Lebih lanjut, Kuntadi menjelaskan lewat pemeriksaan itu penyidik diharapkan dapat menemukan harta atau aset milik tersangka ataupun keluarganya yang tidak bisa dipertanggungjawabkan.
Kata dia, harta benda tersebut patut dicurigai merupakan hasil kejahatan tindak pidana korupsi ataupun pencucian uang.
"Dengan demikian, tim penyidik dapat melakukan penyitaan dengan tepat guna mengoptimalisasi pemulihan kerugian negara," ujarnya.
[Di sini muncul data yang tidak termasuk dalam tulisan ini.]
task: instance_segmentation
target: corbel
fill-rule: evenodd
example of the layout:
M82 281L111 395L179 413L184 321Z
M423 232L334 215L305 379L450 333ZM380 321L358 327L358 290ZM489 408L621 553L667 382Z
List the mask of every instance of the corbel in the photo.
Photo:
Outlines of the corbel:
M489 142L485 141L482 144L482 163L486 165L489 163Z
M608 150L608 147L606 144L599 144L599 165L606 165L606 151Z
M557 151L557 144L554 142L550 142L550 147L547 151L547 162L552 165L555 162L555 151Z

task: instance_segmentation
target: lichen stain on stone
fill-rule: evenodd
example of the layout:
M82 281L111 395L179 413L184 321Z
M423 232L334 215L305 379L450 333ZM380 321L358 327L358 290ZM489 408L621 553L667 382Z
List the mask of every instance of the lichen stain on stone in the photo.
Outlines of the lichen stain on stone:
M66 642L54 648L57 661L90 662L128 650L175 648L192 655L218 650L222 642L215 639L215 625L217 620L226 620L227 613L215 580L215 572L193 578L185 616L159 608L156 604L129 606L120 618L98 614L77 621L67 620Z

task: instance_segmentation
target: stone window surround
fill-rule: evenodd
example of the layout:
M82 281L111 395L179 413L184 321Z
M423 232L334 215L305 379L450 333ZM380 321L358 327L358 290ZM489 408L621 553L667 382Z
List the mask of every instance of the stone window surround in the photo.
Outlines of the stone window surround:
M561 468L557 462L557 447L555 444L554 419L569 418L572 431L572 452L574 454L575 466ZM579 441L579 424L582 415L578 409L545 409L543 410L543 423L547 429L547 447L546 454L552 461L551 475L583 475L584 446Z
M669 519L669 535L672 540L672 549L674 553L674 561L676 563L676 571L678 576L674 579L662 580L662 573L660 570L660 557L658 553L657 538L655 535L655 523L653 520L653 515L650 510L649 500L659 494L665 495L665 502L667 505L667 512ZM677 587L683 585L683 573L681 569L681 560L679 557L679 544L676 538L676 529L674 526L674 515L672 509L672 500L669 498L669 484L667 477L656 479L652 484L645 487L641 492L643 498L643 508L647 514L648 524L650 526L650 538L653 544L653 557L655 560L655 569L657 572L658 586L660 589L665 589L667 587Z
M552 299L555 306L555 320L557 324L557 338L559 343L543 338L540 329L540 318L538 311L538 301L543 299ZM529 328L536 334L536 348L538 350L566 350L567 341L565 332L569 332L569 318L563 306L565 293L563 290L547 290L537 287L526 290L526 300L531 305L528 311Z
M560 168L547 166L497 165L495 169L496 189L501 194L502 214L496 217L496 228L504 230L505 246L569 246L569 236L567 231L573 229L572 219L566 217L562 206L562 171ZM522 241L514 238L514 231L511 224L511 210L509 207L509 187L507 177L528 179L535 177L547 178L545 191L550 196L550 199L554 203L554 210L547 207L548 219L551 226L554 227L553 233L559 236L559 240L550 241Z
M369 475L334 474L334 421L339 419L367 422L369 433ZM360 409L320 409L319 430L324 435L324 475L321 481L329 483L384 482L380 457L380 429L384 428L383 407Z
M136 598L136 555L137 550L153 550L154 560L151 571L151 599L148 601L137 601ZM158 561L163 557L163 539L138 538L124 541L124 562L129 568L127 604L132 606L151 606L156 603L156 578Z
Artis Sandra Dewi telah menjalani pemeriksaan penyidik Jaksa Agung Muda Bidang Tindak Pidana Khusus selama kurang lebih 10 jam sejak tiba di Gedung Kartika Kejaksaan Agung, Rabu kemarin pukul 08.00 WIB.
Sandra Dewi keluar dari gedung pemeriksaan pada sekitar pukul 18.30 WIB. Kendati demikian, Sandra tidak menjawab pertanyaan apapun yang dilayangkan oleh awak media.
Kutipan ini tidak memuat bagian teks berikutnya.